Written by Denis with long time collaborator Jean-Pol Fargeau, High Life favors a fractured, poetic mode of storytelling giving us bits and pieces of narrative; often via single haunting images, brief flashbacks, or seemingly throwaway lines of dialogue. When we first meet convict Monte (Pattinson), he’s attempting to fix something outside a rickety spacecraft (which looks like a floating matchstick box) while a baby cries alone inside an onboard room. The space travel bureaucracy which got him there—along with a crew of fellow prisoners—is never made explicitly clear, even as Denis gradually unspools plot information by jumping around in time.

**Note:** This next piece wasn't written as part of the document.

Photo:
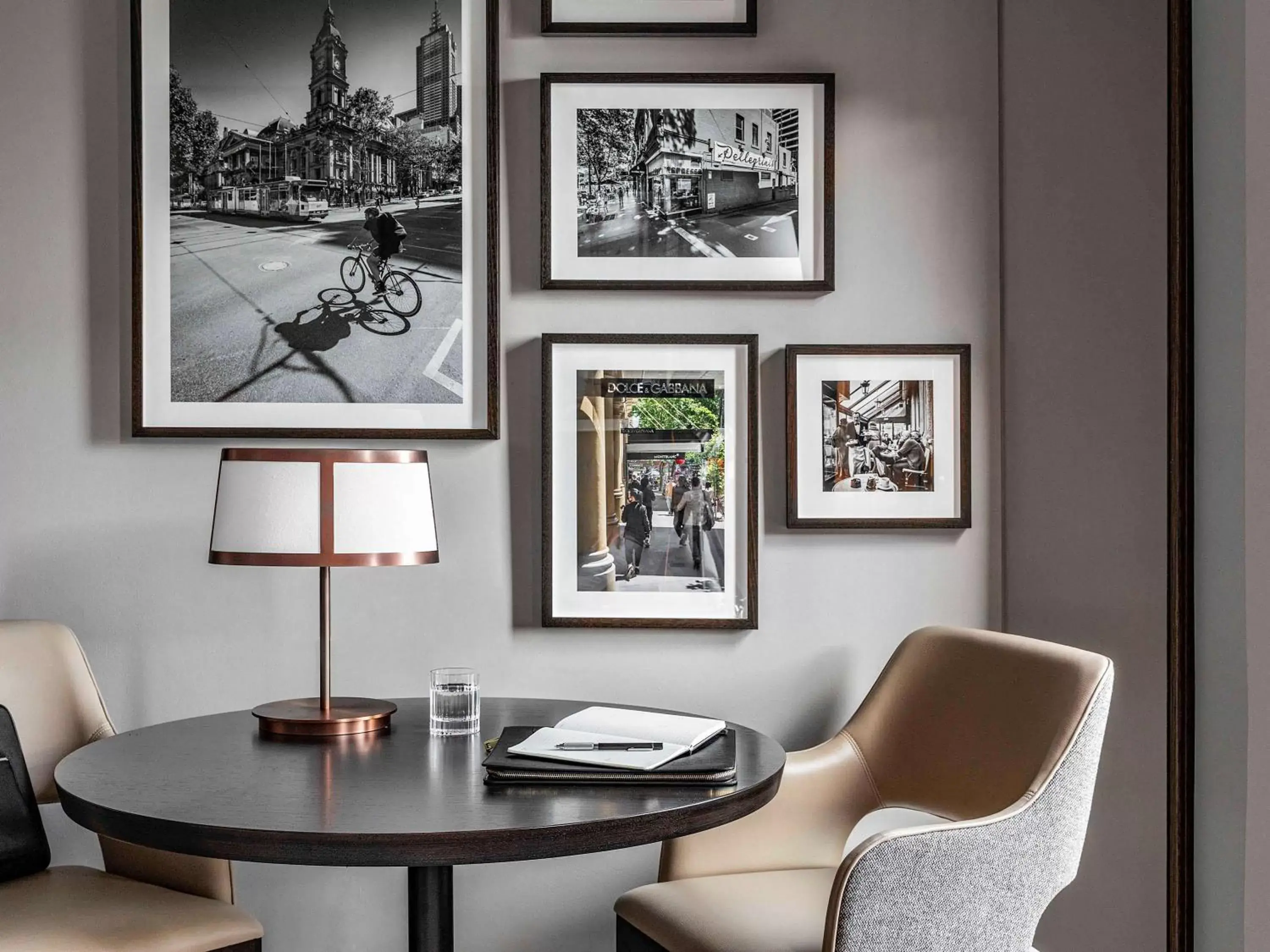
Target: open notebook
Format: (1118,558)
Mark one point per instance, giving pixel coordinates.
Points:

Even the team’s initial mission remains vague (something about identifying and researching black holes), compounded by the fact that the crew remains oblivious regarding the length of their voyage, which will theoretically last longer than their lifetimes.

Before Monte and the baby were the lone survivors, we learn that the passengers, including convicts Tcherny (André Benjamin) Boyse (Mia Goth), and doctor Dibs (Juliette Binoche), among others, were basically being used as government test subjects. As Dibs collects semen samples and cross-pollinates them with female eggs (doing so even while the participates are heavily sedated), High Life starts to feel like a Darwinian nightmare. There’s a common idea in space travel films that the inky void of the universe drives people mad, but Denis is offering the notion that human society—with its moral rules and governmental mandates—is the thing which ultimately damages the psyche.

The line between acceptable cultural mores and animalistic desires fuels much of the middle portion of the film in a way which creates an unsettling tension. A chamber known as the “fuck room” is introduced, where passengers can go purge their pent-up sexual longings, including mad doctor Dibs, who straddles a sybian dildo in one harrowing sequence which Denis films like a crossbreed of Aliens and Nymphomaniac. Characters talk in hyper-literal proclamations and whispered half-sentences. Sexual violence erupts. Everyone onboard, including Monte, are deeply flawed and possibly dangerous. Denis refuses to offer us easy answers or even a moralistic hero to connect to, though Pattinson’s impressively coiled performance helps to act in some respects as the audience surrogate.

Most films about space offer platitudes of optimism about the human race (remember Ridley Scott’s The Martian?), but High Life poses troubling questions about the future of mankind. Denis is only using the vastness of space to investigate how we live on Earth, and yet, the film’s climax is quite possibly one of the more hopeful endings in recent memory. This is because Denis sustains such an intense mood of dread throughout that the transitory possibility of hope becomes almost overwhelming. One suspects things will crescendo on a dispiriting note based on all which came before, but Denis upends expectations, even as the final image contains several interpretations.

High Life is ultimately a moving film because it takes our stubborn willingness to keep on existing and defining what makes us human seriously in a way few science fiction films do. Denis would probably even scoff at the term “sci-fi”. To her, High Life exists in the same genre as her films Beau Travail, Bastards, and Let the Sunshine In; probing the blurred line between hope and despair, love and disdain, life and death.